Bea Tristan
Le déferlement du chant essentiel, insoumis.
« Je me suis levé comme on se lève de table.
Et j’ai laissé mon odeur comme on laisse un pourboire.
J’ai repris mes esprits comme j’ai repris mon blouson.
Et je suis sortie de ta vie comme on sort de prison… » (Mr. Mecano)
Bea Tristan nous est revenue après plus de quarante ans de silence. Et grâce à Bruno Ruiz nous l’avions reçu en plein cœur à la Cave Poésie, elle la plus formidable toupie de l’utopie, elle qui aura tracé pour nous les routes des évasions, des amours en voyages et en virages, d’amours égarés, enfuis ou espérés . Des souvenirs de maisons perdues dans l’enfance, de bâtisses coloniales dans le bleu des souvenirs.

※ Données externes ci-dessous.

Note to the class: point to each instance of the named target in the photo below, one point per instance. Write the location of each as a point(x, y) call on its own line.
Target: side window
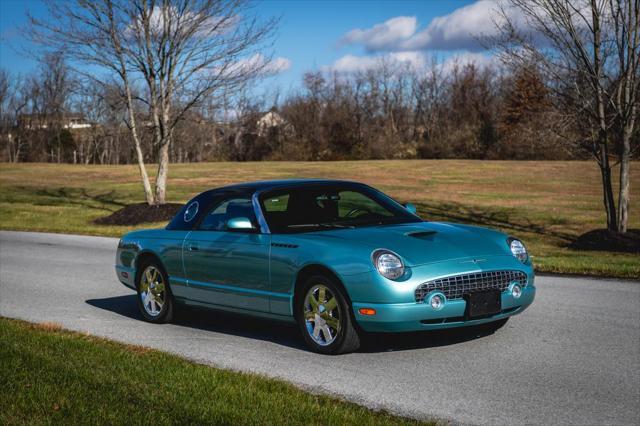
point(220, 213)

Après son disque « Palissandres » elle vient de sortir son nouveau disque « Mr. Mecano » et le saisissement est encore plus fort. Tout le temps nous remonte et sa voix égrène un blues déchirant, entre énergie et nostalgie.
Bea Tristan est plus qu’une chanteuse. Elle est un road-movie à elle seule. Sa voix qui feule le long de la rouille des jours semble toujours prendre la route. Et la route, mais aussi la tangente, elle l’aura souvent prise. Quand « la carrière » s’ouvrait devant elle, enfant prodige de la chanson, elle suivait ses fuites durables et renouvelables. À peine reconnue elle aura largué les amarres de ce drôle de métier à la fin des années soixante-dix. Sa voix mauve et fauve préférait se lancer dans la canopée de la vie, loin des hypocrisies. Et motarde des rêves elle s’en était allée soulever la lumière de la poussière. Boule d’énergie elle ne pouvait ni plier, ni se plier. Elle est faite de limon sauvage, d’une enfance au milieu des palissandres à Madagascar, de la rage de chanter, de ses voyages et de ses fuites dans l’infini au-delà des chiens errants de nos conforts et désastres.
Et puis elle a roulé si longtemps que finalement elle est revenue devant la grille des chansons, cheveux d’argent, voix de béton. Femme de passage, sans âge, ses textes laissent en nous sillons de vie ardente. Par-delà les épuisements des jours ses chansons sont posées sur nos mémoires, néons dans les nuits, routes du nord qui défilent. Tant de destins, fragmentés, entrevus, se devinent dans ses mots. Comme sur sa moto elle chante sans s’arrêter pour ne pas tomber.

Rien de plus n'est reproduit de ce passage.